Did You Achieve Balance?! Part II 

 Continuing from yesterday's post, another popular way to test balance is to examine standardized differences (SDIFF) between groups (Rubin and Rosenbaum 1985). SDIFF capture the difference in means in the matched samples, scaled by the square root of the average variance in the un-matched groups. This test has been criticized for the lack of formal criteria for judging the size of the standardized bias. Moreover, it may be open to manipulation as one can add observations to the control group in order to decrease variance in the denominator (Smith and Todd 2005).  

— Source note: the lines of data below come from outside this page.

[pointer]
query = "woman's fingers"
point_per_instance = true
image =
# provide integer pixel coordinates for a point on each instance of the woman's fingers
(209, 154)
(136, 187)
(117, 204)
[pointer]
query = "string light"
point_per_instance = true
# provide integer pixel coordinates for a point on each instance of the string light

 Staying in the realm of univariate balance tests, some claim that difference in means tests are insufficient and that Kolmogorov-Smirnov (KS) tests are needed to non-parametrically test for the equality of distributions (Diamond and Sekhon 2005). These KS tests need to be bootstrapped, by the way, to yield correct coverage in the presence of point masses in the distributions of the covariates (Abadie 2002). Again, these tests would substantially increase the balance hurdle. Are they necessary for reliable causal inference?  

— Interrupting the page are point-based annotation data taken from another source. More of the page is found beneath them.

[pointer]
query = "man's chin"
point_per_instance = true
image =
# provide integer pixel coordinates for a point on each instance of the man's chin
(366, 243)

 Apart from univariate tests there are also some multivariate balance tests floating around in the literature such as the Hotelling T^2 test of the joint null of equal means of all covariates, multivariate (bootstrapped) Kolmogorov-Smirnov (KS) and Chi-Square null deviance tests based on the estimated assignment probabilities, as well as various regression-based tests for joint insignificance, etc. Which of these tests is preferable in what situation? What is the relationship between uni- and multivariate balance?  

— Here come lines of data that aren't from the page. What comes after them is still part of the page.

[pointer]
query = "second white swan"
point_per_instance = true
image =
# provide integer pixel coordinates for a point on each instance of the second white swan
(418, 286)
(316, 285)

 Last but not least, there is the thorny question of significance levels. Is a p-value of 0.10, let's say against the null of equality of means, high enough for satisfactory balance? Is .05 permissible? There is evidence that conventional significance standards are too lenient to obtain reliable causal inference in the canonical LaLonde data set (Diamond and Sekhon 2005).  

 These are too many questions to which I do not know the answers. The current lack of a scholarly standard for covariate balance strikes me as troubling, because balance affects the quality of the causal inferences we draw. I think it is important to bring the balance issue to the forefront of the matching debate. That is why Jas Sekhon and I are currently working on a paper on this topic. Suppose you are reviewing a matching article. What does it take to convince you that the authors "achieved balance"? Please feel cordially invited to join the debate.